The reason that they got greater tax benefits was because B. J. Loftsgaarden, the general partner, created greater losses, either operating losses or greater deductions for other items that were involved, and those were not disclosed, and those were amounts which benefited him either directly or indirectly or benefited his affiliates.

There was less income, in addition, because for example the motel could not operate as it was anticipated.

Sixty of 159 rooms were not able to be occupied whenever it rained because Mr. Loftsgarden's wholly owned corporation, 2361 Building Corporation, had built a building that leaked through the walls.
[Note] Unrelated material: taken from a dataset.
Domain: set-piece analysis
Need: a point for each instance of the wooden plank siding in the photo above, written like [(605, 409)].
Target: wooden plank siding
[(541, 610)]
He of course did not sue himself or the architects, which was a firm of which he was a 30 percent stockholder.

Now, to take that along, we look at that in the statutory context, and this is a question of statutory construction.

The first question to be looked at is under Section 12(2) of the Securities Act of 1933, which provides that any person in a similar circumstance may recover the consideration paid for the security, with interest thereon, less the amount of any income received thereon, upon the tender of such security, and it offers an alternative remedy for those who have sold their securities, that is, damages.

The Eighth Circuit at a number of points characterized this under Section 12(2) as a damage case.

It is not, as the Eighth Circuit held in Austin One, a damage case.

It is an actual rescission case.

There was a tender, and in fact the formula applies: consideration paid, together with interest, less income received.

The Eighth Circuit held that what is called tax benefits are not a reduction in consideration paid, and that's logical sense.

If in fact a person bought gasoline for his or her automobile and used it for business purposes, and the price was $10, there would be no reduction in the consideration paid, just as here there was no reduction in the consideration paid.

Each partnership unit had the consideration of $35,000.

Respondents asked the Court, despite the lack of a counter-petition, to review that holding.

It should not, both because it's not logical and because it's not appropriately before the Court.

So, the case then goes to, do in fact the reductions in the taxes paid by these individual petitioners constitute income received.

These tax benefits, as they are called, are not such income received.